La chiesa di S. Filastrio (secoli XV-XVII) è uno dei più insigni monumenti religiosi della Valle Trompia, e contiene begli affreschi del Quattrocento.
Marmentino (che contava a quei tempi quasi gli abitanti di oggi) viveva di allevamento e legna, come pure Irma (che contava il triplo degli abitanti di oggi!).
Pezzaze, oltre all’allevamento e alle risorse boschive, possedeva miniere, fucine, un forno fusorio e produzione di attrezzi agricoli.
A Lodrino era attiva sin dal XVI secolo una fornace; pascoli e produzione di carbone completavano un’economia piuttosto povera.

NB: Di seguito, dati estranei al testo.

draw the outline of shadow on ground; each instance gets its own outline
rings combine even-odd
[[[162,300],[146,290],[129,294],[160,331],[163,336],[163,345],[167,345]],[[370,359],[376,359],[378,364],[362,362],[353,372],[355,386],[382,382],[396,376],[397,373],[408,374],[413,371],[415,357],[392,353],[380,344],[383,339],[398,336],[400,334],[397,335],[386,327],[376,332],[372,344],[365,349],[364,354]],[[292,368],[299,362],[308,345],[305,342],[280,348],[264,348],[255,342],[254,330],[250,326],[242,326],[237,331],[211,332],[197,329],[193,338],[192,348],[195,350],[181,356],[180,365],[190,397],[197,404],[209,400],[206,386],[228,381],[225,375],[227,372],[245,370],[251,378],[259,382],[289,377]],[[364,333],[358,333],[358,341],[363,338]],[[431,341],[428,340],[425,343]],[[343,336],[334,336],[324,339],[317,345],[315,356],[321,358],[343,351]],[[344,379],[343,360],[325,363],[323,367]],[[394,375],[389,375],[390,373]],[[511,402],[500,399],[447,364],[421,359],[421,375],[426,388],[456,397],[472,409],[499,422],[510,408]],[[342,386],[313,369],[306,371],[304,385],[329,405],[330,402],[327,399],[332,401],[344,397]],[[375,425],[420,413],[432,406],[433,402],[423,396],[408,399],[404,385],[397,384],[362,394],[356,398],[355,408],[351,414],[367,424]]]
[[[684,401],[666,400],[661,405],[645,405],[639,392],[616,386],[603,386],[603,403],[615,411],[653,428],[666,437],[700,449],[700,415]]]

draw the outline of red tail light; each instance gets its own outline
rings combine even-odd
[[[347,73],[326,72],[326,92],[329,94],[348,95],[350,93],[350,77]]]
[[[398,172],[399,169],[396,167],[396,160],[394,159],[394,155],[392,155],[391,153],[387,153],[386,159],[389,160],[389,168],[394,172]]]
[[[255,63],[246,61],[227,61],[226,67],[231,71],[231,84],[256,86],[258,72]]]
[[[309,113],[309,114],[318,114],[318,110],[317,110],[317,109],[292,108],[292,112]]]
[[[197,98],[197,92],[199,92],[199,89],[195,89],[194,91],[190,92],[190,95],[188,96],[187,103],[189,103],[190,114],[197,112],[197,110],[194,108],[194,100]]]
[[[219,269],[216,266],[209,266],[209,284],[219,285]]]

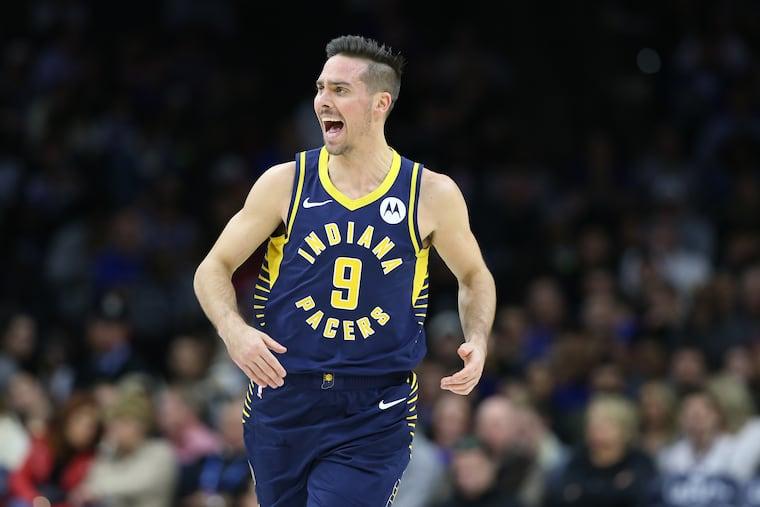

Bovegno nel XV e XVI secolo era il centro più popoloso della Valle Trompia, sebbene vi sia discordanza tra i dati del censimento del 1600 (2223 abitanti) e le annotazioni del Da Lezze (3100 abitanti).
Collio, secondo per popolazione, possedeva un fiorente allevamento con cospicua produzione casearia, e miniere che estraevano ferro dalle ricche vene montane. Nel 1555 Tizio fu devastato da un incendio. Nel 1570-71 alcuni soldati colliensi partirono per combattere i Turchi a Lepanto.